AK Party’s Islamism

Prof. Mumtazer Turkone
Prof. Mumtazer Turkone


Date posted: January 21, 2014

MÜMTAZER TÜRKÖNE

It is wrong to link the ruling Justice and Development Party (AK Party) to al-Qaeda. Rather, the Muslim Brotherhood (MB) of Egypt and Jamaat-e-Islami of Pakistan served as a role model for the ruling Justice and Development Party (AK Party) and the National View (Milli Görüş) movement from which it had sprung. Yet the AK Party has always distanced itself from radical Islamist movements that resort to violence.

The Islamist tradition from which the AK Party has come into being suggests that the state should be seized using legitimate methods. In this tradition, the existing legal framework is believed to set the limits for what can be done, and democratic methods that seek to secure popular backing are employed. Despite this, this tradition has led to the emergence of a new situation that does not play nicely with democratic/legal limits. Since the parliamentary elections of 2011, the AK Party has started to try a novel approach with which it had never experimented before. 2011 is the year when the AK Party started to seize the state in an unrivaled manner with electoral support of 50 percent. Today, the emerging graft and bribery investigations signify the end of the bankruptcy of this new method.

There are ideological motivations behind why the AK Party has indulged in corruption in such an uncontrolled manner. For Prime Minister Recep Tayyip Erdoğan, it is legitimate to receive commissions from the lucre distributed by the state and to finance religious education and religious services using these commissions. Although it is unlawful to do this, obtaining approval from some religious scholars has legitimized it. Thus, many businessmen who intend to do business with the state have been forced to pay large donations in cash or in kind to foundations or charities run by relatives of the prime minister. Apparently, these funds have been used mainly to finance the construction or maintenance of imam-hatip schools to which the ruling party attaches great importance. Let me sum up the process with a concrete example. The construction of the campus and mosque of the Faculty of Theology at Marmara University in Üsküdar, İstanbul, had been undertaken by the company which was awarded with the contracts for two big public tenders, i.e., the projects for building the third bridge over the Bosporus and the third airport in İstanbul. The executives of this company are suspects in the corruption probe launched by the prosecutor’s office, but hindered by the government. They are accused of acquiring the Sabah newspaper and the ATV TV channel in an irregular manner.

This unlawful mechanism that is causing troubles to the prime minister is part not only of a corruption universe, but also of the AK Party’s ideological vision. The AK Party seeks to raise a religious generation using the state’s resources. It also seeks to replace existing religious communities with an official religious community. It aims to finance this community with funds collected from the distribution of the lucre by the state. The imam-hatip high schools and the state’s other religious institutions have emerged as the main centers for implementing this vision.

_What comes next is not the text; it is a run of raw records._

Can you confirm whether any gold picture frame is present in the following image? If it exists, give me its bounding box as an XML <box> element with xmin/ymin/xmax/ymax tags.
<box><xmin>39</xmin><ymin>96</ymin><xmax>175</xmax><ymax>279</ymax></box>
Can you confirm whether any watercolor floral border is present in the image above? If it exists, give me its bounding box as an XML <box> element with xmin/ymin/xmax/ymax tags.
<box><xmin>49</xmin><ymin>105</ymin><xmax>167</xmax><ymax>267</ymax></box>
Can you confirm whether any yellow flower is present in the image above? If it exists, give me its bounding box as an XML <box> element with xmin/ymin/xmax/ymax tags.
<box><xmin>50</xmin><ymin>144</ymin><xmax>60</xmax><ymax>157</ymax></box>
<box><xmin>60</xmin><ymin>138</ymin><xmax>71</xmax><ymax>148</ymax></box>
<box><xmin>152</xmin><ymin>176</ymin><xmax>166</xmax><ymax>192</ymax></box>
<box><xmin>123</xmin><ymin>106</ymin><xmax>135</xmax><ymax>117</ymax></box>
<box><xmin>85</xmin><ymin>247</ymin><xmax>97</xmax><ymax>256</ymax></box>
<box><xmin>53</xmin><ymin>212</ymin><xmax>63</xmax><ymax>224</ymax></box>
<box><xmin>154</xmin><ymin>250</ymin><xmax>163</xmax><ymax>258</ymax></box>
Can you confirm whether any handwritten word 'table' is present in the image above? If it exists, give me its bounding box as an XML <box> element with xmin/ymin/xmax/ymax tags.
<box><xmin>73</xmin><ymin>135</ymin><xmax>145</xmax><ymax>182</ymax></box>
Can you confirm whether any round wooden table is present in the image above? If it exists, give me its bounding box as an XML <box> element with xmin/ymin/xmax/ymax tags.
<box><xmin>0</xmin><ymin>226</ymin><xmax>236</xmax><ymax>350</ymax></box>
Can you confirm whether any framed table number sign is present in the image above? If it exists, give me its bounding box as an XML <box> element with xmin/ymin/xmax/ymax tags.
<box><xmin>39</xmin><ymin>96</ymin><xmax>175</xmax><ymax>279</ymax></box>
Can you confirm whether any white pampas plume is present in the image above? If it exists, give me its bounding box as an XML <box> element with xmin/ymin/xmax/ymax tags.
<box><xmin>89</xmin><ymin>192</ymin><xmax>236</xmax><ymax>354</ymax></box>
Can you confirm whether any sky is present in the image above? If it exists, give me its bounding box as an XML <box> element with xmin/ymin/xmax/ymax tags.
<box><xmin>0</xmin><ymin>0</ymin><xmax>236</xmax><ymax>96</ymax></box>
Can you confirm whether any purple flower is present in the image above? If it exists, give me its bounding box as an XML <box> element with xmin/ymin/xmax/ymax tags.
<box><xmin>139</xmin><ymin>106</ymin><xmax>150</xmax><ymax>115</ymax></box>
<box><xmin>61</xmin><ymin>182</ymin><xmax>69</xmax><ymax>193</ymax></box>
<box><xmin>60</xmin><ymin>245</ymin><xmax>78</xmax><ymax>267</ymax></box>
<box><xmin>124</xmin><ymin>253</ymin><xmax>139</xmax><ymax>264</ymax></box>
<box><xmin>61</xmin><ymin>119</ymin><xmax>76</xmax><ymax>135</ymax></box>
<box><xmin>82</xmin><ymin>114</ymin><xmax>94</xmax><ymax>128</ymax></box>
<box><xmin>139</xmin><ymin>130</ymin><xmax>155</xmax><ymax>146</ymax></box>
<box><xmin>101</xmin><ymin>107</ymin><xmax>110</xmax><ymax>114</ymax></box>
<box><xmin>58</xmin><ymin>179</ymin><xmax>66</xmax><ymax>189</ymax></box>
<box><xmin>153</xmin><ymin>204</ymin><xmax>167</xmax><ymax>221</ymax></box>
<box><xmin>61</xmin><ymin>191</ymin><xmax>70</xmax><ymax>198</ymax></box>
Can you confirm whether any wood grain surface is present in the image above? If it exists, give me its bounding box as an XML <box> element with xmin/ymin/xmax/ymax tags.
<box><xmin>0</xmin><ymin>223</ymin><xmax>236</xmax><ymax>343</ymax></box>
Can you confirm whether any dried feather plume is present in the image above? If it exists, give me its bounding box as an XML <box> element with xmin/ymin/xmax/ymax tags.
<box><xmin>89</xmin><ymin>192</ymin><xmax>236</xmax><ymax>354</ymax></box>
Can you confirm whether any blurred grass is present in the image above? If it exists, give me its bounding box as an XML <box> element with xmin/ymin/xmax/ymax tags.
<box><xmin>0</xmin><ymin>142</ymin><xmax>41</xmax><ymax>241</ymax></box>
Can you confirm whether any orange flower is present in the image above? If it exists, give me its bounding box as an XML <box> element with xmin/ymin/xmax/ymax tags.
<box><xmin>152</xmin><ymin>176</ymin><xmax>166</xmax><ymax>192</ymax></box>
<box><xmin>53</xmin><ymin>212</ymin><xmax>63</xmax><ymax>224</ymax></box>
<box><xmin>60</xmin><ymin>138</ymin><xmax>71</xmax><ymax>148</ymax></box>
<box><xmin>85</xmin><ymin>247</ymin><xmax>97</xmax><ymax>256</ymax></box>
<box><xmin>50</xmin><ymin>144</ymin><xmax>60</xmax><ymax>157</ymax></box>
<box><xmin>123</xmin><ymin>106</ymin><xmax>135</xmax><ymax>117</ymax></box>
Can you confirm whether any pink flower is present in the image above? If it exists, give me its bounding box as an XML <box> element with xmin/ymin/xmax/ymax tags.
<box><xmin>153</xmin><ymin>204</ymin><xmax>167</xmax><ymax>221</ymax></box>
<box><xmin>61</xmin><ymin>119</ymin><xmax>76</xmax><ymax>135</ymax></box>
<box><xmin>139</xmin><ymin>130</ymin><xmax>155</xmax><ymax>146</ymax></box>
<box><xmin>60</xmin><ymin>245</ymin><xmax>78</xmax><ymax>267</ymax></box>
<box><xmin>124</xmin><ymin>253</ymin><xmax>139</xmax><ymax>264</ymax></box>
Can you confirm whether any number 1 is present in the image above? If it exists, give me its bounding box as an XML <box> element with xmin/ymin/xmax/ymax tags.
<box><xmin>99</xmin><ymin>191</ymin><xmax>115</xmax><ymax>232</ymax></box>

This is the very reason why the prime minister’s son is implicated in the inhibited graft probe. The Foundation of Youth and Education in Turkey (TÜRGEV), an Erdoğan family foundation led by Erdoğan’s son Bilal Erdoğan established to sponsor the construction of imam-hatip high schools, is under the very spotlight of the graft probe. It is claimed that the donations to this foundation were actually the commissions forcibly collected from businessmen who are awarded public tenders and from the lucre distributed form urban development projects.

Apparently, Erdoğan has sought not only to be unrivaled within Turkey, but also to create a totalitarian country according to his religious mentality using the resources available to him. The corruption investigations remove the veil over the details of this totalitarian project. Yet there is another important detail. This project also relies on an oligarchic group of businessmen who are close to the prime minister. The donations to religious education and services are used to legitimize the interests of these capitalists. And the circle is closed with the political support lent by these emerging capitalists as well as by the groups who are mystified with the religious education so provided to the AK Party.

The current crisis means the bankruptcy of the AK Party’s Islamism.